Another strategy involves infecting Aedes aegypti mosquitoes with the bacteria Wolbachia. This can crash their population -- or simply reduce their ability to transmit dengue.
This raises another question: do we actually need to kill them?
- What if we made them harmless instead? -
When Wolbachia-infected sterile mosquitoes were released in the Brazilian city of Niteroi, there was an 89 percent drop in dengue cases, research showed last year.

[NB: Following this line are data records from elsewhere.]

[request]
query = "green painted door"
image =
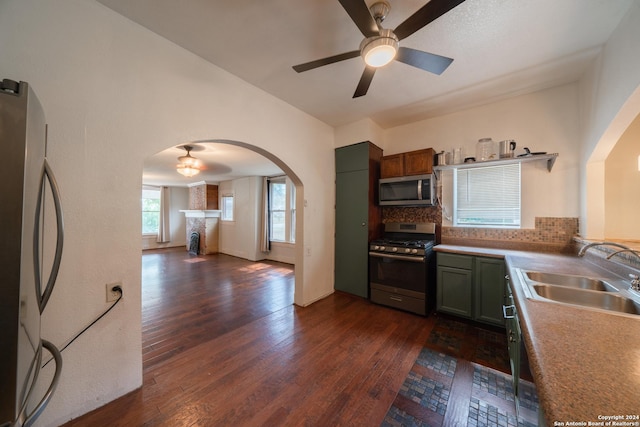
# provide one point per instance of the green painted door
(351, 263)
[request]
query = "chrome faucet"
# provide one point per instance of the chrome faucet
(635, 280)
(583, 250)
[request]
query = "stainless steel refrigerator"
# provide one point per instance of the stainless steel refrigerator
(31, 241)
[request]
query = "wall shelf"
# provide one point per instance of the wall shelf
(549, 158)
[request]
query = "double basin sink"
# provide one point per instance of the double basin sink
(580, 291)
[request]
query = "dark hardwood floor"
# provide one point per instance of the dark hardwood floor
(223, 344)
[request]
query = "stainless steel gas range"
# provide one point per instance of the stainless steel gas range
(401, 267)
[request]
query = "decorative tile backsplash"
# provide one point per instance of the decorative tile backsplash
(412, 214)
(550, 234)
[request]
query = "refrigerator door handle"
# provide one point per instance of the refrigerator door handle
(47, 174)
(57, 357)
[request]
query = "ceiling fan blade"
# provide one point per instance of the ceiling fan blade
(424, 60)
(360, 15)
(325, 61)
(365, 81)
(427, 13)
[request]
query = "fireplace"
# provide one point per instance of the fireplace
(203, 217)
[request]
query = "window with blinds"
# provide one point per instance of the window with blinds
(487, 196)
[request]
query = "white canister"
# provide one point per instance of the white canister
(486, 149)
(458, 157)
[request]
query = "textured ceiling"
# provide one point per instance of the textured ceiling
(501, 48)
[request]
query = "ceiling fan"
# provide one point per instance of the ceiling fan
(381, 45)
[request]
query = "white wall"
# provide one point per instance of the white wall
(241, 237)
(609, 101)
(542, 121)
(114, 94)
(179, 199)
(622, 186)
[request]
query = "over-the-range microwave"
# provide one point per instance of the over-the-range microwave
(417, 190)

More than 16 million people across 15 countries have now been protected by these mosquitoes, with "no negative consequences", Scott O'Neill, founder of the World Mosquito Program, told AFP.
Meanwhile, a project called Transmission Zero is trying to use gene-drive technology to make it so that Anopheles gambiae mosquitoes no longer spread malaria.
Lab research published in Nature late last year suggested the scientists are getting closer to this goal, with the team planning to launch an in-country trial in 2030.
The Burkina Faso setback showed that these projects must have some "political support or buy-in" from the countries where they are tested, study author Dickson Wilson Lwetoijera of Tanzania's Ifakara Health Institute told AFP.
- No 'magic bullet' -
Rather than just relying on a technological "magic bullet", usually funded by the Gates Foundation, Ranson called for a more "holistic solution" for these diseases.
This would require giving people in disease-hit countries more access to treatment, diagnosis, better housing and better vaccines, she said.
However sweeping foreign aid cuts by Western countries have threatened progress against most mosquito-borne diseases over the last year, humanitarian organisations have warned.